Tindall, D. J., Werlé, C., Goddard, R., Philipps, P., Farès, C., & Fürstner, A. (2018). Structure and Reactivity of Half-Sandwich Rh(+3) and Ir(+3) Carbene Complexes. Catalytic Metathesis of Azobenzene Derivatives. Journal of the American Chemical Society, 140(5), 1884-1893. doi:10.1021/jacs.7b12673.
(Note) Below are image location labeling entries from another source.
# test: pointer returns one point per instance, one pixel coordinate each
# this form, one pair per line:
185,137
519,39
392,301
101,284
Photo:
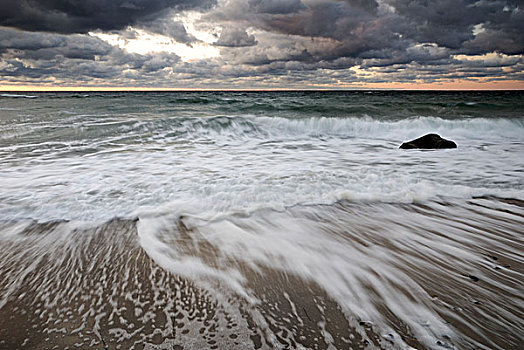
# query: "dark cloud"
76,16
235,37
169,27
267,41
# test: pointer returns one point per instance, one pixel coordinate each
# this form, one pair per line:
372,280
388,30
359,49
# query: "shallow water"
261,220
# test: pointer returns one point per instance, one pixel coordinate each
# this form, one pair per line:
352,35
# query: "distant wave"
240,127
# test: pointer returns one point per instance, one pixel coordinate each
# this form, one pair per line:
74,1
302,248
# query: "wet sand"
68,286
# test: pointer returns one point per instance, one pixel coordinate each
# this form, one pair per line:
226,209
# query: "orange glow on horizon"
451,85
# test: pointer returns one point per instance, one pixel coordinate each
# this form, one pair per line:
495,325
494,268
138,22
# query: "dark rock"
429,141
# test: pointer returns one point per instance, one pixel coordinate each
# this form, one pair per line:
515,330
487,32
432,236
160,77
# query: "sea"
261,220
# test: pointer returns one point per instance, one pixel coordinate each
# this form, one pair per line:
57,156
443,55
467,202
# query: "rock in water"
429,141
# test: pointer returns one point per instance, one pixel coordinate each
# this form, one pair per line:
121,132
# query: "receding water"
261,220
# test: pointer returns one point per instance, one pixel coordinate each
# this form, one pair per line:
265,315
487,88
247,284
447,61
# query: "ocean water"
196,220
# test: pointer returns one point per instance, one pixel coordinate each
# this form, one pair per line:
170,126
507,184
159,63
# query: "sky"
261,44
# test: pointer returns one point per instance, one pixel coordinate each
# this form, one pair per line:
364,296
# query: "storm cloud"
77,16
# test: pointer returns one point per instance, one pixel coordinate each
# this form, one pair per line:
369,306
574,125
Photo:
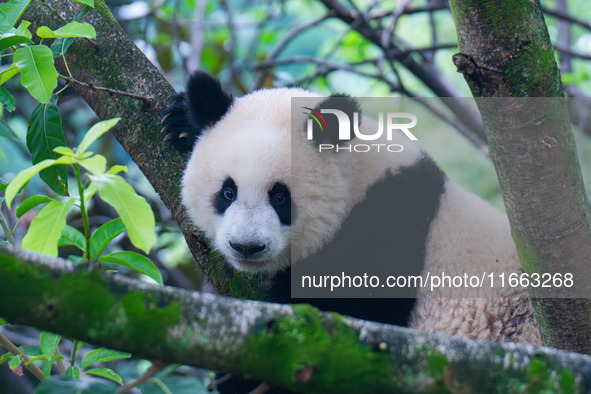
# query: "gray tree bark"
505,51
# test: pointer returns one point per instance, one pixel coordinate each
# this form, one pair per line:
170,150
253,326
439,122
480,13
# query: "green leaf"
38,73
8,40
22,30
89,3
61,45
134,261
72,29
5,357
11,12
102,355
96,164
5,131
44,135
30,203
95,132
89,192
105,373
14,362
10,72
73,372
64,150
104,235
36,358
71,236
47,368
46,228
21,179
6,99
48,343
133,209
116,169
30,350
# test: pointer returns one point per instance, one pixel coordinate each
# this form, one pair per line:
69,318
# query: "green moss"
317,354
143,310
530,256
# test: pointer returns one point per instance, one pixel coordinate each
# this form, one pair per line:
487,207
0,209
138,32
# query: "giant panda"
239,189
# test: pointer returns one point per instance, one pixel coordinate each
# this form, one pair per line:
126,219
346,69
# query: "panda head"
259,209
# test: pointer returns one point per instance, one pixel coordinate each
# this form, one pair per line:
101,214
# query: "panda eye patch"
229,194
280,200
225,196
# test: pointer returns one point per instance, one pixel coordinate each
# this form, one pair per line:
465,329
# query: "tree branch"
296,347
532,148
116,63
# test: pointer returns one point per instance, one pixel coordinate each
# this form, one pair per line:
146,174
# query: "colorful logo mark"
315,115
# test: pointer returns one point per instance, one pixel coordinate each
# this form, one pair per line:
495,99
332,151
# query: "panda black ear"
328,130
202,105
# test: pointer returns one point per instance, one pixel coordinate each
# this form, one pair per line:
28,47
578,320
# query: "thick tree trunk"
505,51
115,62
294,346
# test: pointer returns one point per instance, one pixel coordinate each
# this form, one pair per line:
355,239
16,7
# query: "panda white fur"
239,188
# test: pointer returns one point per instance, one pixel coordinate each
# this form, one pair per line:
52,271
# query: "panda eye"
229,194
279,199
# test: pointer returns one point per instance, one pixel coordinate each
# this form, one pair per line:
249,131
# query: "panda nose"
247,249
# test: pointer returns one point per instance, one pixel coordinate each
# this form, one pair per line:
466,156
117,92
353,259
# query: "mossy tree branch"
296,347
505,51
113,61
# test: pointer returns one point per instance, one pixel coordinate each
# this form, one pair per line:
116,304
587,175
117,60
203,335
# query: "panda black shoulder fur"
239,189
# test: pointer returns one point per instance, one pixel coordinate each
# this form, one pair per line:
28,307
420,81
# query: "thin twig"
34,369
281,45
197,36
154,369
566,17
101,89
5,227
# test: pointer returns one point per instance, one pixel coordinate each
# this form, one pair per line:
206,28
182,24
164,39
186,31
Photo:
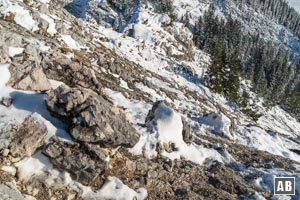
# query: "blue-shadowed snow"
295,4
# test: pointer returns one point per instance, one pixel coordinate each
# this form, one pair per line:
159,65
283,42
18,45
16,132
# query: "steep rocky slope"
97,110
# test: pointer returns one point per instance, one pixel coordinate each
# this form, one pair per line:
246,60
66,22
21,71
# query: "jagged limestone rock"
8,191
91,117
84,162
27,138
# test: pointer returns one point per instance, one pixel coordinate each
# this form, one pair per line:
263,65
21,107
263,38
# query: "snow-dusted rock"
84,162
27,138
91,117
219,124
9,191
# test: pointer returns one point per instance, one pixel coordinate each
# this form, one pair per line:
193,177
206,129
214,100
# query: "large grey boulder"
26,138
84,162
91,117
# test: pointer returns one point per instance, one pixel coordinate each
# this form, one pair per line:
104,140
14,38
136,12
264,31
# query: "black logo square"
284,186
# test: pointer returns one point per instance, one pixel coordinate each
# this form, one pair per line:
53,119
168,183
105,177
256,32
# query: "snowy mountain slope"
150,60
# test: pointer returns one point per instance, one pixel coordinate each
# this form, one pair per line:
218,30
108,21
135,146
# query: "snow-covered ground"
295,4
154,48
Cite as: http://hdl.handle.net/21.11116/0000-0000-B0F9-0
Abstract
Traditional rhodium carbene chemistry relies on the controlled decomposition of diazo derivatives with [Rh2(OAc)4] or related dinuclear Rh(+2) complexes, whereas the use of other rhodium sources is much less developed. It is now shown that half-sandwich carbene species derived from [Cp*MX2]2 (M = Rh, Ir; X = Cl, Br, I, Cp* = pentamethylcyclopentadienyl) also exhibit favorable application profiles. Interestingly, the anionic ligand X proved to be a critical determinant of reactivity in the case of cyclopropanation, epoxide formation and the previously unknown catalytic metathesis of azobenzene derivatives, whereas the nature of X does not play any significant role in −OH insertion reactions. This perplexing disparity can be explained on the basis of spectral and crystallographic data of a representative set of carbene complexes of this type, which could be isolated despite their pronounced electrophilicity. Specifically, the donor/acceptor carbene 10a derived from ArC(═N2)COOMe and [Cp*RhCl2]2 undergoes spontaneous 1,2-migratory insertion of the emerging carbene unit into the Rh–Cl bond with formation of the C-metalated rhodium enolate 11. In contrast, the analogous complexes 10b,c derived from [Cp*RhX2]2 (X = Br, I) as well as the iridium species 13 and 14 derived from [Cp*IrCl2]2 are sufficiently stable and allow true carbene reactivity to be harnessed. These complexes are competent intermediates for the catalytic metathesis of azobenzene derivatives, which provides access to α-imino esters that would be difficult to make otherwise. Rather than involving metal nitrenes, the reaction proceeds via aza-ylides that evolve into diaziridines; a metastable compound of this type has been fully characterized.